The little-known practice is sparking outrage. Critics say this is a new low, with California forcing children to repay the welfare debts of their parents.
Clarence Ayers, 75, has never faced a debt collector like this. He received a letter from the welfare office earlier this year saying his 14-year-old great-granddaughter, Irene L., owes nearly $3,000 for benefits her mother should not have received while pregnant with Irene.
Now Irene's current $334-per-month government aid is being cut until the debt is paid.
"I never knew that. I knew they went after grown people, and people that don't pay child support, stuff like that, but not children," said Ayers.
Jamie H. of Riverside County is now a college student and she too got a demand letter to pay back benefits her family received when she was 16 years old. Her wages and tax refund are being garnished, money she needs for school.

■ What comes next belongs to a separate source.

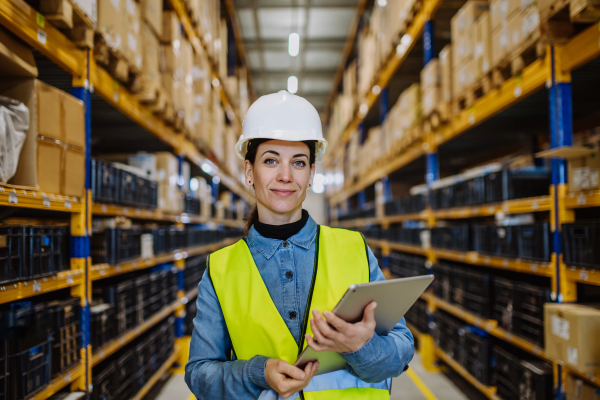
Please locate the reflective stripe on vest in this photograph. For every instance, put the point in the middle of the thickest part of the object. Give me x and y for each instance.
(256, 327)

"Obviously, the state has gone out of bounds on this. It's just overzealous," said Mike Herald, Western Center on Law and Poverty.

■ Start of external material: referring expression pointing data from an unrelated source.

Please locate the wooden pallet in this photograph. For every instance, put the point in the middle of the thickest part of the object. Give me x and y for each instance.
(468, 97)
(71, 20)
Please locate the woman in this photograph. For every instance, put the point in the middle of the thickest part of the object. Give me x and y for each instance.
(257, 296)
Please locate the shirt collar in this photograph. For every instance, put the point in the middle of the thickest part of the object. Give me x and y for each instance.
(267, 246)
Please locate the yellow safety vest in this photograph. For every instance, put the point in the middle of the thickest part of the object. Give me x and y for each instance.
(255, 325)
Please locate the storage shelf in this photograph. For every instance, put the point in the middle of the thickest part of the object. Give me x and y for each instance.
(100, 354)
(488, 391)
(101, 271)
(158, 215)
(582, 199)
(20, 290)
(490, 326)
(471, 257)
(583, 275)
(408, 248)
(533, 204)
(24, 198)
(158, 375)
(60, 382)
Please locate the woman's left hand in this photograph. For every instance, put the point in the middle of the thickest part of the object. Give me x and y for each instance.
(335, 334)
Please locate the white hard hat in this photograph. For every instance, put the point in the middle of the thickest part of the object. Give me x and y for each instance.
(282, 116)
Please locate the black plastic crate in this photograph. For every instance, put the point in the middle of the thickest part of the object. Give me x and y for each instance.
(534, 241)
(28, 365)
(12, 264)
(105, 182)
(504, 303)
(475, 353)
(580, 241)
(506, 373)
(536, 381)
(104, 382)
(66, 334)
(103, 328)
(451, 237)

The Western Center on Law and Poverty has filed a lawsuit on behalf of the two girls. It wants the state to stop this practice that has been going on for years.
"You're allowed to recover from the parents and a grandparent if they're part of an assistance unit," said Herald. But there's nothing in state law that says you can take money back from a child."
The California Department of Social Services says it's sensitive to the overpayment issue, but state law mandates that counties first go after the adults associated with the case when seeking a refund of benefits.
"When those efforts are fully exhausted, the county is required to seek recoupment of overpayments from any individual that was an aided member of a family case," wrote Michael Weston, in a statement from the department.
"They're supposed to protect the child. So why would the state do that? They're not protecting the child. They're actually victimizing that child," said Ayers.
The lawsuit also wants the state to refund all the money it has collected from children over the years from welfare payments. Oftentimes the payments were due to a clerical error.